On y voit les appareils en dotation au sein du GLAM, le Groupement des Liaisons Aériennes Ministérielles, dans le courant de l’année 1972.
Le surlendemain, ils filaient au fond d’une DS21 vers l’aérodrome militaire de Villacoublay pour embarquer dans un Mystère 20 du GLAM. Ce cher Albin, lorsque Benoît lui présenta Chloé, déploya, avec élégance et détachement, toutes les facettes de son pouvoir de séduction en lui faisant remarquer d’un ton sérieux « Qu’il n’était pas à sa juste place... que son refus de la lumière l’intriguait... » Le silence de Benoît, loin de le désarmer le poussait à plus de causticité « Vous êtes un aventurier, je suis persuadé que vous rêvez de pervertir le système de l’intérieur pour que nous tombions le moment venu comme des fruits mûrs... je me trompe ? » Chloé se portait à son secours à sa manière « Vous vous méprenez monsieur le Ministre, ce grand jeune homme n’a de cesse d’enterrer, sous des tonnes de boue, le grand et seul amour de sa vie. Il jouit de son malheur. C’est un enfant gâté qui veut toujours être au centre de tout sans ne jamais rien assumer... » Présent à leur arrivée dans le bureau du Ministre, l’Archange Gabriel, toujours aussi chafouin les contemplait avec stupéfaction. La liberté de langage de Chloé le mettait mal à l’aise, son naturel de petit pâtissier respectueux monté par les cours du soir dans l’Olympe du pouvoir ne supportait pas l’arrogance tranquille de cette bien-née. Ce trouble n’échappait pas au Ministre. Il prenait un malin plaisir à lui mettre plus encore la tête dans le sac « Mon petit Gabriel ne gaspillez pas votre précieux temps à écouter des propos aussi légers. Allez vaquer à votre ouvrage et laissez-nous explorer des territoires qui vous sont inconnus... » Les petits yeux mobiles et inexpressifs de l’Archange hésitaient entre la rage froide et la soumission servile. Il battait en retraite en murmurant des salutations confuses. Le temps était venu de partir, la répartition dans les voitures se fit à la grâce du Ministre qui prit à son bord Chloé pendant que Benoît partageait l’arrière de la seconde voiture avec le chef de cabinet grand ordonnateur de tous les déplacements.

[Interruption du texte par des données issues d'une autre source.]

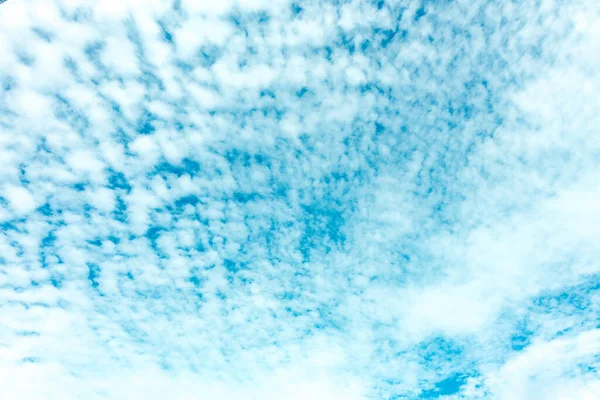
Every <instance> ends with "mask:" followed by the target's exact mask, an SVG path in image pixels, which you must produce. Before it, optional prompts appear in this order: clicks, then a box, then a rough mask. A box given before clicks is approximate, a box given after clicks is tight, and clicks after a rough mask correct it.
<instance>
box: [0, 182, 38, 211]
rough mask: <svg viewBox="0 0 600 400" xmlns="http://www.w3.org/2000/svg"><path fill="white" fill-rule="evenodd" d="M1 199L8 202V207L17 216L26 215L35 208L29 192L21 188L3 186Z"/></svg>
mask: <svg viewBox="0 0 600 400" xmlns="http://www.w3.org/2000/svg"><path fill="white" fill-rule="evenodd" d="M2 197H4V198H5V199H6V200H7V201H8V204H9V205H10V207H11V208H12V209H13V210H14V211H15V212H17V213H18V214H26V213H29V212H31V211H33V210H34V209H35V208H36V202H35V199H34V197H33V195H32V194H31V192H30V191H29V190H27V189H26V188H24V187H21V186H13V185H7V186H5V187H4V190H3V193H2Z"/></svg>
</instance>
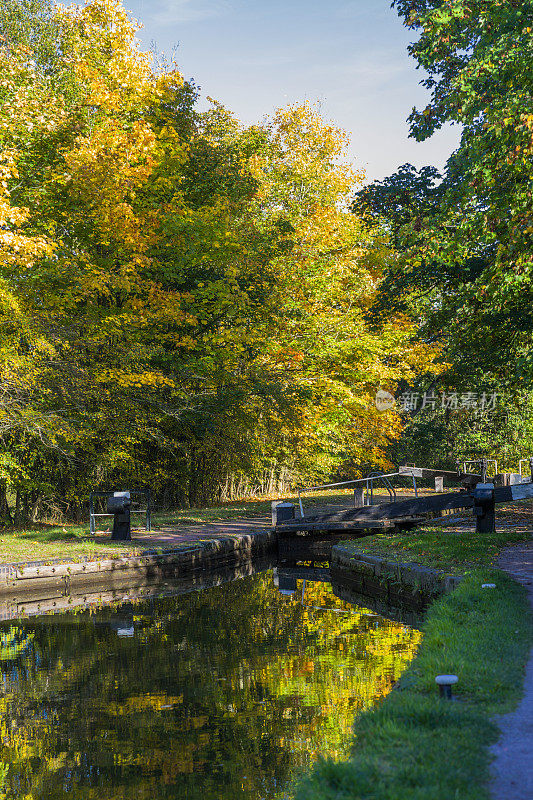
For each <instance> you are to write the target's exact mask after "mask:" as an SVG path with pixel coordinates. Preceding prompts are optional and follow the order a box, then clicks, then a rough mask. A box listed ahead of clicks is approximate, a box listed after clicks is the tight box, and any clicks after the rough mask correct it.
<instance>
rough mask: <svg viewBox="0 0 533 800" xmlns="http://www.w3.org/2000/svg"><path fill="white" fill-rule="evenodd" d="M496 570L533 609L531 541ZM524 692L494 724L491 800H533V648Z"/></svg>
mask: <svg viewBox="0 0 533 800" xmlns="http://www.w3.org/2000/svg"><path fill="white" fill-rule="evenodd" d="M498 566H499V567H500V569H502V570H504V571H505V572H506V573H507V574H508V575H509V576H510V577H512V578H513V579H514V580H516V581H518V582H519V583H521V584H522V585H523V586H525V587H526V589H527V591H528V595H529V602H530V605H531V607H532V609H533V541H530V542H528V543H526V544H523V545H517V546H514V547H509V548H507V549H506V550H504V551H503V552H502V553H501V555H500V558H499V559H498ZM524 688H525V692H524V697H523V698H522V701H521V703H520V705H519V706H518V708H517V709H516V711H513V712H512V713H511V714H507V715H506V716H504V717H501V718H500V719H499V720H496V723H497V725H498V727H499V728H500V730H501V732H502V734H501V738H500V739H499V741H498V742H497V743H496V744H495V745H494V747H493V748H492V752H493V753H494V756H495V761H494V764H493V774H494V777H493V780H492V783H491V793H492V796H493V798H494V800H531V798H532V797H533V648H532V650H531V652H530V655H529V662H528V664H527V667H526V678H525V687H524Z"/></svg>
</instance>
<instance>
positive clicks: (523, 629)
mask: <svg viewBox="0 0 533 800" xmlns="http://www.w3.org/2000/svg"><path fill="white" fill-rule="evenodd" d="M485 582H486V583H495V584H496V587H497V588H496V589H482V588H481V584H482V583H485ZM530 644H531V625H530V613H529V607H528V604H527V599H526V592H525V590H524V588H523V587H521V586H519V585H518V584H516V583H515V582H514V581H512V580H511V579H510V578H508V577H507V576H506V575H505V574H504V573H502V572H501V571H499V570H491V569H477V570H474V571H471V572H470V573H469V574H467V575H466V576H465V579H464V580H463V581H462V583H461V584H460V586H459V587H458V589H456V590H455V591H454V592H453V593H451V594H449V595H445V596H443V597H442V598H440V599H439V600H438V601H436V602H435V603H434V604H433V605H432V606H431V608H430V609H429V611H428V614H427V618H426V623H425V625H424V638H423V640H422V644H421V647H420V650H419V652H418V654H417V656H416V657H415V659H414V660H413V662H412V663H411V665H410V667H409V668H408V670H407V671H406V672H405V674H404V675H403V676H402V678H401V680H400V682H399V685H398V686H397V688H396V689H395V691H393V692H392V693H391V694H390V695H388V697H387V698H386V700H385V701H384V702H383V703H382V704H381V705H380V706H378V707H376V708H375V709H373V710H370V711H368V712H366V713H364V714H363V715H361V716H360V717H359V718H358V719H357V721H356V725H355V742H354V749H353V755H352V757H351V758H350V759H349V760H347V761H344V762H337V763H335V762H332V761H329V760H322V761H320V762H318V763H317V765H316V767H315V769H314V770H313V772H312V773H311V774H310V775H309V776H308V777H307V778H305V779H304V780H303V781H302V782H301V783H300V784H299V785H298V787H297V789H296V792H295V798H296V800H451V799H452V798H453V799H454V800H486V799H487V798H488V797H489V793H488V789H487V782H488V778H489V763H490V755H489V751H488V746H489V745H490V744H491V743H493V742H495V741H496V739H497V738H498V729H497V727H496V725H495V724H494V722H493V721H492V720H491V717H492V716H494V715H495V714H502V713H505V712H507V711H509V710H511V709H512V708H513V707H514V706H515V705H516V703H517V702H518V700H519V698H520V696H521V693H522V683H523V671H524V667H525V664H526V661H527V657H528V653H529V648H530ZM443 673H452V674H455V675H458V677H459V683H458V684H457V687H456V692H455V694H456V697H457V702H449V701H446V700H441V699H440V698H439V696H438V693H437V687H436V685H435V676H436V675H438V674H443Z"/></svg>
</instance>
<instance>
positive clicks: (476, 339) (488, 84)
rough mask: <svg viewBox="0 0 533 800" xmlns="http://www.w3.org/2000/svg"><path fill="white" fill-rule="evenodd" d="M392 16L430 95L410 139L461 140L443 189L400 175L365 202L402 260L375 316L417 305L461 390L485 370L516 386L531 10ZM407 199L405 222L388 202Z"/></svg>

Si le bel Albin, très préoccupé du confort de Chloé qu’il plaçait face à lui dans l’avion, avait pu lire dans les pensées de Benoît lorsqu’il installa à son tour dans le confortable fauteuil de cuir gris perle du Mystère 20, sa superbe se serait sans doute muée en stupéfaction. Bien évidemment c’était son premier vol dans cette belle aéronef conçue par Marcel Bloch dit Dassault, comme le dénommait ses sympathiques collègues des RG dont l’antisémitisme faisait bon ménage avec leur aversion des bougnoules et leur grande admiration pour l’efficacité israélienne dans son conflit avec les pays arabes. L’intérieur du biréacteur se révélait vraiment très classe, et comme d’emblée on s’y sentait en sécurité une forme de convivialité s’établissait entre les passagers des quatre sièges, placés deux à deux et face à face de chaque côté du couloir. Les six autres sièges, semblaient relégués dans une zone inférieure dans la mesure où ils étaient placés, eux, en rang d’oignons. Le commandant de bord et son second avaient accueilli le Ministre en bas de la coupée de l’avion. Ils étaient installés ainsi : le Ministre faisait face à Chloé, Benoît au chef de cabinet et les autres à l'arrière : une saine et salubre ségrégation. Se rendre à Château-Bougon avec un Mystère 20, qui volait à Mach 0,8, était un vrai luxe. Pour Benoît, ce retour en sa ville de Nantes le recollait à un passé douloureux.